The microcomputer 15 calculates a stroke by using the voltage and the current detected by the voltage detecting unit 14 and the current detecting unit 12, then, compares the calculated stroke with the stroke reference value, and outputs a switching control signal according to the comparison result. That is, when the calculated stroke is smaller than the stroke reference value, the microcomputer 15 outputs a switching control signal for lengthening an on-period of the triac (Tr1) to the power supply unit 11 thereby increasing a stroke voltage supplied to the reciprocating motor compressor 13.
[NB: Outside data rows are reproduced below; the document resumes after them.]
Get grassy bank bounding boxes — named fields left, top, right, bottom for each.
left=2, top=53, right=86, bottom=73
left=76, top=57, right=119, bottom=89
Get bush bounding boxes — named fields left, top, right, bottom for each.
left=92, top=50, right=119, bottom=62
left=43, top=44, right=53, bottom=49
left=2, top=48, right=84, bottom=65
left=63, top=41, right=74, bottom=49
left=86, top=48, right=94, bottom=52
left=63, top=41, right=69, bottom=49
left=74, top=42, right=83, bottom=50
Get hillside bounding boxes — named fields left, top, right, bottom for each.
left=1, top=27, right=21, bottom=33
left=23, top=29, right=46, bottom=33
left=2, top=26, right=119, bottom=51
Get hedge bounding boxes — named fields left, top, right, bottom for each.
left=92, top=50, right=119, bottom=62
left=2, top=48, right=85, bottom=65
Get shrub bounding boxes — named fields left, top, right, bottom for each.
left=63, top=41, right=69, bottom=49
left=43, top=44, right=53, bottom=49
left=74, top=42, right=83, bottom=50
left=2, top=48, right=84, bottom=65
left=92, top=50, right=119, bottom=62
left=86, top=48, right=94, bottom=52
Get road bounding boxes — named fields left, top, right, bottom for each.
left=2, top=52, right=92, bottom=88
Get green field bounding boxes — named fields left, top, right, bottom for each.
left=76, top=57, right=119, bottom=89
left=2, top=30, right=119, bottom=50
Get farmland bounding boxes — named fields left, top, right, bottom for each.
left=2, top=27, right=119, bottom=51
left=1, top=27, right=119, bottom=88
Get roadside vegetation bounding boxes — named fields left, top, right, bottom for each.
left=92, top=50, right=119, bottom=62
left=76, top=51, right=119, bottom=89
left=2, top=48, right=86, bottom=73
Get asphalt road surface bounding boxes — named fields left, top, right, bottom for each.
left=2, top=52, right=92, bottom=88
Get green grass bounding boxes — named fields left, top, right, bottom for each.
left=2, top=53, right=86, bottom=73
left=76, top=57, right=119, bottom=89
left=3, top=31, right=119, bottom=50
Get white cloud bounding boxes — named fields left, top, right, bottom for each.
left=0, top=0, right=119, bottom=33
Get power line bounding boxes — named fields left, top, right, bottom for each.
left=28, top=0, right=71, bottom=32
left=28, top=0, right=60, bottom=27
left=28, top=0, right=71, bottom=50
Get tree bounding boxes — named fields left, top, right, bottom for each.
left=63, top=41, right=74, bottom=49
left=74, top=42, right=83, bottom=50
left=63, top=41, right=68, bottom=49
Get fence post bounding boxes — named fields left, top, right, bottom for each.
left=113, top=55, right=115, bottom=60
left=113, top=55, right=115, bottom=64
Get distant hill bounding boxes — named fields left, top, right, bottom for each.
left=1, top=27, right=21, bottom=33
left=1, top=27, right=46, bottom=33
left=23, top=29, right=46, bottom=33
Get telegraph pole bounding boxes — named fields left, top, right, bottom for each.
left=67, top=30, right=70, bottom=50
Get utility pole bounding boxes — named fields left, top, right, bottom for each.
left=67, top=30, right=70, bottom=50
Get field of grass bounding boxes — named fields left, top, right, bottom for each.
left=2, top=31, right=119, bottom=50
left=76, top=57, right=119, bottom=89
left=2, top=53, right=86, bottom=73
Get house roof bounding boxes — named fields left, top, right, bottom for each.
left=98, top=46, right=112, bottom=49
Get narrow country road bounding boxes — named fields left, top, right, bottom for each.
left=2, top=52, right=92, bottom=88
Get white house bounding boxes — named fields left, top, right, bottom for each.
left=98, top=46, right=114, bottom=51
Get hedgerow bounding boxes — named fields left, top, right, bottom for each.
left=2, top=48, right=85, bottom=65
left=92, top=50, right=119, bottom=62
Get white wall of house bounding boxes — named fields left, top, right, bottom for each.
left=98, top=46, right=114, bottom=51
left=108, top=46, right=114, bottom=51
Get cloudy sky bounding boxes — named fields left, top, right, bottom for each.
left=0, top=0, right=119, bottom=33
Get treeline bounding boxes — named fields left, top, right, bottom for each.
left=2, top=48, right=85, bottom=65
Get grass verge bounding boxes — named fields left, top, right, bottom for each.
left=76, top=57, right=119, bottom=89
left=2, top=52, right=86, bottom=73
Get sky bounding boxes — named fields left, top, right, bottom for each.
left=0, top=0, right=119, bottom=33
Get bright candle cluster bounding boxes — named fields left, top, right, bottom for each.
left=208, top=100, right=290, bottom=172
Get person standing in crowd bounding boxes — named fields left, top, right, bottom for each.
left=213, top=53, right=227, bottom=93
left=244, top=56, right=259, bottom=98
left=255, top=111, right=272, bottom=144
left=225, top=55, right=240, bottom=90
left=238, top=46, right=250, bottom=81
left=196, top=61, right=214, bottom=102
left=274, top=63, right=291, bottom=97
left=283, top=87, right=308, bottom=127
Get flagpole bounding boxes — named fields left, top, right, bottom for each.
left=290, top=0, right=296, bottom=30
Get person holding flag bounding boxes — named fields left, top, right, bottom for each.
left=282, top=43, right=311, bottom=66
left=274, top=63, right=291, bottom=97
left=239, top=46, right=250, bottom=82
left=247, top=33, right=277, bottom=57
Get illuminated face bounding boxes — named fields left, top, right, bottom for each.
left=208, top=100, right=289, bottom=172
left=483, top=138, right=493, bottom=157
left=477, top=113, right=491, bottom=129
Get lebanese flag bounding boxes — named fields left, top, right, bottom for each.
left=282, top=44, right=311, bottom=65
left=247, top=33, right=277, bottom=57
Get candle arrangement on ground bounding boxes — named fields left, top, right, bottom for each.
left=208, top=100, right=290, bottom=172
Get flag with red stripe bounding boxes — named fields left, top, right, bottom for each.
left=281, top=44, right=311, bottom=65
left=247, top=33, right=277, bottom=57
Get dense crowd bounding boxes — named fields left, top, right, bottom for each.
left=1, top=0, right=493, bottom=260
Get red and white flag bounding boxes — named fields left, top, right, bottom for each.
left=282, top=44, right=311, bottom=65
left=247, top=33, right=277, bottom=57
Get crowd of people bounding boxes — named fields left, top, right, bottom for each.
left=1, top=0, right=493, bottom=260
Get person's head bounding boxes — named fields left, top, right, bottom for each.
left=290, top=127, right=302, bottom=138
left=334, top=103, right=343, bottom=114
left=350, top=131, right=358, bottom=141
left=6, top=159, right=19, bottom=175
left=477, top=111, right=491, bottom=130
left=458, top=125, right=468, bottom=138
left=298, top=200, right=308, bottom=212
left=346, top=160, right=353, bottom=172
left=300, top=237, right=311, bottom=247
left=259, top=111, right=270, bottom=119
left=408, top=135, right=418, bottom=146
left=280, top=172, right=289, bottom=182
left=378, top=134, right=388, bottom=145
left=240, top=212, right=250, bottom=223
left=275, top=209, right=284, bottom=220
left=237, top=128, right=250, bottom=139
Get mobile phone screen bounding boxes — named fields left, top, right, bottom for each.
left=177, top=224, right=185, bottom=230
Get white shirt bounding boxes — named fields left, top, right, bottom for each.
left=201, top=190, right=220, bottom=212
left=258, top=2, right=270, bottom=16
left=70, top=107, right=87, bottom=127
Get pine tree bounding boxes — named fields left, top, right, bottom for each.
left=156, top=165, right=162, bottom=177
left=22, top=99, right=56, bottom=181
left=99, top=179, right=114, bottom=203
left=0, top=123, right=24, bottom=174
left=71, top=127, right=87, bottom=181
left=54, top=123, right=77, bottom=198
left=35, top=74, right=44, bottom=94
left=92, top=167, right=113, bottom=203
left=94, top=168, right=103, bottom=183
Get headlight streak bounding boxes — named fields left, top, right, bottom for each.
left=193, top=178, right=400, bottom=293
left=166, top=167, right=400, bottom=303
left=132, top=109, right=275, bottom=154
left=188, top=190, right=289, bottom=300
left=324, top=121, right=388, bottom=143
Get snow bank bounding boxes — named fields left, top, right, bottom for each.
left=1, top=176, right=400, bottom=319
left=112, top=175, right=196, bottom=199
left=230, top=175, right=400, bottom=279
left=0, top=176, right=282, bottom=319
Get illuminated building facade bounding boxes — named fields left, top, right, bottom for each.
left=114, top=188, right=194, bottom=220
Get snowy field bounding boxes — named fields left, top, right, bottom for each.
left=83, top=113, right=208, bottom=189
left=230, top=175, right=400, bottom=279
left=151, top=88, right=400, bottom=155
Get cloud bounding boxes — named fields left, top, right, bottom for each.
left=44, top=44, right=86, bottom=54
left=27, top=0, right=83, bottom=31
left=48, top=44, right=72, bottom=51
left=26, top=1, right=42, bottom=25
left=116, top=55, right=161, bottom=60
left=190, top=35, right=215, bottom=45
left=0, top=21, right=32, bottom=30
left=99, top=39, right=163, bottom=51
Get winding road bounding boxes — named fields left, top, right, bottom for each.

On the other hand, when the calculated stroke is greater than the stroke reference value, the microcomputer 15 outputs a switching control signal for shortening an on-period of the triac (Tr1) to the power supply unit 11 thereby decreasing a stroke voltage supplied to the reciprocating motor compressor 13.
In the conventional art, an over load protector (OLP) 20 for cutting off power applied to. a motor of the compressor 13 when a temperature of the compressor 13 is high or when over current flows in a internal motor of the compressor 13, is installed independent of the operation control device.
Hereinafter, an over load protector (OLP) in accordance with the conventional art will now be described.
The over load protector 20 detects a temperature of a compressor 13 electrically connected with itself. In addition, the over load protector 20 detects heat due to a current flowing therein, and cuts off or passes power applied to an internal motor of the compressor 13 on the basis of a temperature of the detected heat. That is, when a temperature of the compressor 13 gets high, or over current flows in the internal motor of the compressor 13, the over load protector 20 operates to cut off power supplied to the compressor 13, and thus prevents damage of the compressor 13.
However, the over load protector installed in the compressor 13 in accordance with the conventional art cannot be minimized by a size of a power device (not shown) in the over load protector 20, and also, a cost for the compressor increases by installing the over load protector in the compressor.